Creating a “reasonable man” has been a not overly unreasonable placeholder for the purpose of education. Rousseau used it as much to emphasize the limits as the importance of reason, which has served us well thus far. We also threw up a big red flag right at the beginning with Dewey’s “but profoundly wrong in intimating that they supply not only the conditions but also the ends of their development.” The mural was a concrete thing that reminded inmates of their experiential and sentimental foundations, as the letters showed, and such foundations were helpful, particularly in a closed-off institutional context, for learning how to adapt to the vagaries of life. That helpfulness could still be undermined if, say, it overemphasized the natural and treated all human influence not aligned with the precept “observe nature, and follow the route it lays out for you” as ruinous. (259)

The overemphasis was omnipresent in Rousseau’s writing. If he was not going on about how much he “hates books” (452), how cities were “the pit of humanity […, where] races perish and degenerate” (277), how medicine was “the most pernicious art for men” (269), and the like, he was throwing out general barbs such as that “society submerges us once more into our infancy [read: into helplessness].” (310) Diderot and Helvétius, in reaction to this sort of extreme position, questioned whether accepting the downsides of social institutions justified dismissing them. Diderot, in particular, felt Rousseau did not bother to adequately demonstrate how such downsides were not more than offset by increases in virtue and happiness. (466-7) Neither argued that institutions were ideal, only that Rousseau was, so to speak, throwing out the baby with the bathwater.
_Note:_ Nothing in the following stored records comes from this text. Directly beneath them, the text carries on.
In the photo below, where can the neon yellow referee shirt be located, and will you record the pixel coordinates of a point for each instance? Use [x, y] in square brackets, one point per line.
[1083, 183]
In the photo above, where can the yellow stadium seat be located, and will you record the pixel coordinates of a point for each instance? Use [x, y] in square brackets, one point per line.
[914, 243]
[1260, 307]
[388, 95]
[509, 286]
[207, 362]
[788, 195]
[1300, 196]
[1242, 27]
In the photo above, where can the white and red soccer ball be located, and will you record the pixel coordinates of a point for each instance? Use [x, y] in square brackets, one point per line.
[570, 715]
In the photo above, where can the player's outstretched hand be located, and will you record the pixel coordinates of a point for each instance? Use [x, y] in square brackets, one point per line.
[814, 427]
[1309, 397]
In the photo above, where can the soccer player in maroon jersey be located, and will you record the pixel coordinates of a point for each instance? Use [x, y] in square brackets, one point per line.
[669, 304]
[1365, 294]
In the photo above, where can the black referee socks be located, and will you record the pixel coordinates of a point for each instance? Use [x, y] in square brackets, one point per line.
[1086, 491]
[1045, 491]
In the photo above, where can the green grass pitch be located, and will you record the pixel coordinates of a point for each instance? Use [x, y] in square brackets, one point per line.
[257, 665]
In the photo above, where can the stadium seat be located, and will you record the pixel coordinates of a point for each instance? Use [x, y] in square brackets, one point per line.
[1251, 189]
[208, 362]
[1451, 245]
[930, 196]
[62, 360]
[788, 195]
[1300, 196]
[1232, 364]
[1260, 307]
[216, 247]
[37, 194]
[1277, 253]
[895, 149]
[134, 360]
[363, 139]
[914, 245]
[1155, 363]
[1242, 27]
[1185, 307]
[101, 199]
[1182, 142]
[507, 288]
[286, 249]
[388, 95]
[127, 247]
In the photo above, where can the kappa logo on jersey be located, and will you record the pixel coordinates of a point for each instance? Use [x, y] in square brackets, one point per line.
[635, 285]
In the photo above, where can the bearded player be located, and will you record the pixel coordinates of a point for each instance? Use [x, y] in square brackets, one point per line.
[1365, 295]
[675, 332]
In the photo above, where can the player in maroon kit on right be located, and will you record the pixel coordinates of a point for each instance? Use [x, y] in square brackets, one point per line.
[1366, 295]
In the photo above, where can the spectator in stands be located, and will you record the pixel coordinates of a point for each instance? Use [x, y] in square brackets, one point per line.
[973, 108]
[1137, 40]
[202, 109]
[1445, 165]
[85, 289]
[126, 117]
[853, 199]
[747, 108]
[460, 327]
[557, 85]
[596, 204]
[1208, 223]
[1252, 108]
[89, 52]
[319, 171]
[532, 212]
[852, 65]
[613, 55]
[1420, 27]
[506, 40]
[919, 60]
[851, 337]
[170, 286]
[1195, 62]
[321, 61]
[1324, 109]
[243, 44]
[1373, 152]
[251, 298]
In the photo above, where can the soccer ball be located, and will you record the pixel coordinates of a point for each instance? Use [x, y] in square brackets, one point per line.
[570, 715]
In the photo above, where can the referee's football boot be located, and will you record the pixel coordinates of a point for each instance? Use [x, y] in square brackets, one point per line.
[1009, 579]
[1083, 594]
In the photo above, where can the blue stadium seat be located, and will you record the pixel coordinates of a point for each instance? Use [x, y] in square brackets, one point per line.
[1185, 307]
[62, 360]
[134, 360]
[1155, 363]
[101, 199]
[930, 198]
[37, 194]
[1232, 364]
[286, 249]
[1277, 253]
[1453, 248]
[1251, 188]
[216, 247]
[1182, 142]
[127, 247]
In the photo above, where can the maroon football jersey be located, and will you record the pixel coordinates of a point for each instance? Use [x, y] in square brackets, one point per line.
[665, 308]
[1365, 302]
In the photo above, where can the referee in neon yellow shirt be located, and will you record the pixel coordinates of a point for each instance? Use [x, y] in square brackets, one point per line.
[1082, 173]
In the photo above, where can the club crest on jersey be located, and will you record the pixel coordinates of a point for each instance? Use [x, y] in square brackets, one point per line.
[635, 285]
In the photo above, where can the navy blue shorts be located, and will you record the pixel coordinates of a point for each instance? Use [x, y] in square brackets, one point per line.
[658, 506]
Bloch had a comparable issue with the House of Detention’s superintendent:

“She did not, at the time, feel that New York and ragged children were suitable subjects to be painted in permanent form on the prison walls. She then believed that “nature scenes” of a fantastic kind “would be more inspiring” and would not remind the inmates of unpleasant associations.” (76)

Describing nature scenes as “fantastic” cuts to the heart of a major difficulty with Émile. Rousseau did not want to write a book filled with “systems [the author] is not obligated to put into practice, [and so] gives without effort lots of beautiful precepts that are impossible to follow.” So he decided “to give [him]self an imaginary pupil” and run through his ideas as a thought experiment. (264) His pupil ended up being a boy born to a rich family in a temperate climate (France) who was sufficiently privileged to spend his formative years in the countryside with a private tutor. (266-8) Not only would such an upbringing be pure fantasy for the inmates, it would have been unthinkable for the students of the Dewey School and an increasingly vast swath of the population of our ever-urbanizing world.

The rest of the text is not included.